Risky Business

No man is an island, entire of itself. — JOHN DONNE

Consider the full-page ad for Harley-Davidson motorcycles that ran in USA Today on August 27, 2009. IT'S A FREE COUNTRY, the headline proclaimed, BUT HAVE YOU FELT LIKE THAT LATELY?

Then, in smaller print, but still in caps: IS IT STARTING TO FEEL CLAUSTROPHOBIC INSIDE THE SAFETY NET? It seemed to us like a strange ad to place at a time when the economy was reeling and polls showed Americans were feeling very insecure indeed. But in its own way, it beautifully summarized a dominant American idea: freedom trumps security.

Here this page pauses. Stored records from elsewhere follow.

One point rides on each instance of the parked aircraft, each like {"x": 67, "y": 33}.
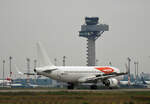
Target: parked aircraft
{"x": 75, "y": 75}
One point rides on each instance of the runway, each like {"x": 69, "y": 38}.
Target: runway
{"x": 75, "y": 90}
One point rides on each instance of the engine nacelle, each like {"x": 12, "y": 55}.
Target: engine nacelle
{"x": 111, "y": 82}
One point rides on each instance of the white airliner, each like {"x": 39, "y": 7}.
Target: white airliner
{"x": 5, "y": 81}
{"x": 75, "y": 75}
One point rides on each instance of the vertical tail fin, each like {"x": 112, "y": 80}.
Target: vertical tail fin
{"x": 43, "y": 59}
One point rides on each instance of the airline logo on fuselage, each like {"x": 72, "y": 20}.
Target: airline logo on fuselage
{"x": 106, "y": 70}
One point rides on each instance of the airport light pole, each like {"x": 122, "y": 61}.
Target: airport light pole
{"x": 10, "y": 58}
{"x": 64, "y": 60}
{"x": 129, "y": 60}
{"x": 35, "y": 64}
{"x": 28, "y": 69}
{"x": 3, "y": 72}
{"x": 10, "y": 72}
{"x": 137, "y": 63}
{"x": 55, "y": 60}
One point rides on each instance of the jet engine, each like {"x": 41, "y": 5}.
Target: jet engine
{"x": 111, "y": 82}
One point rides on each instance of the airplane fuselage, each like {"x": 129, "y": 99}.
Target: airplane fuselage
{"x": 74, "y": 73}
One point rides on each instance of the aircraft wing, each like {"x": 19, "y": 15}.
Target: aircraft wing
{"x": 95, "y": 78}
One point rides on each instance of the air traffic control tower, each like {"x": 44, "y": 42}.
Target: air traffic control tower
{"x": 92, "y": 30}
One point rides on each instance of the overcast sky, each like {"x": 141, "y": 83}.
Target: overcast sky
{"x": 56, "y": 24}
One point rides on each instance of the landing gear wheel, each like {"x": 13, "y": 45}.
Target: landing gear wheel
{"x": 93, "y": 87}
{"x": 70, "y": 86}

Yet much evidence suggests that a sense of security actually provides the foundation for risk-taking, freedom, and individualism, much as discipline, patience, and knowledge of music fundamentals provide the basis for free-wheeling jazz. Happiness polls have found that in countries like Denmark, where the safety net is tightly woven, respondents are most likely to say that they feel “free to do the things I want to do.”1 Sure, it's possible to go too far and remove too much of the risk and adventure from life. No doubt that was the case in the former Soviet Union. But that's hardly the case in this economy, where the safety net has been getting weaker for the past thirty years.

Somewhere in the middle of his long reign, George W. Bush offered a glimpse of his vision for our future. Bush called it the Ownership Society.2 In his view, John Donne was wrong, and probably a wimp. Indeed, Bush declared in effect, “Every man is an island, fully responsible for himself.” Every American, Bush made clear, should provide for his or her own social security, health care, retirement plans, and a host of other forms of insurance. Americans were told to say good-bye to the concept of social insurance and pooled risk, to the idea that they are all in this together.

Bush might have called it the You're on Your Ownership Society. But this idea didn't originate with him. It was the culmination of a generation of policies directed at stripping Americans of security guarantees they had become accustomed to since the New Deal.

“You know how to spend your money better than government does,” said Bush.3 Clever phrase; countless heads must have bobbed in affirmation. But when it comes to economic security, it's not as easy as it sounds.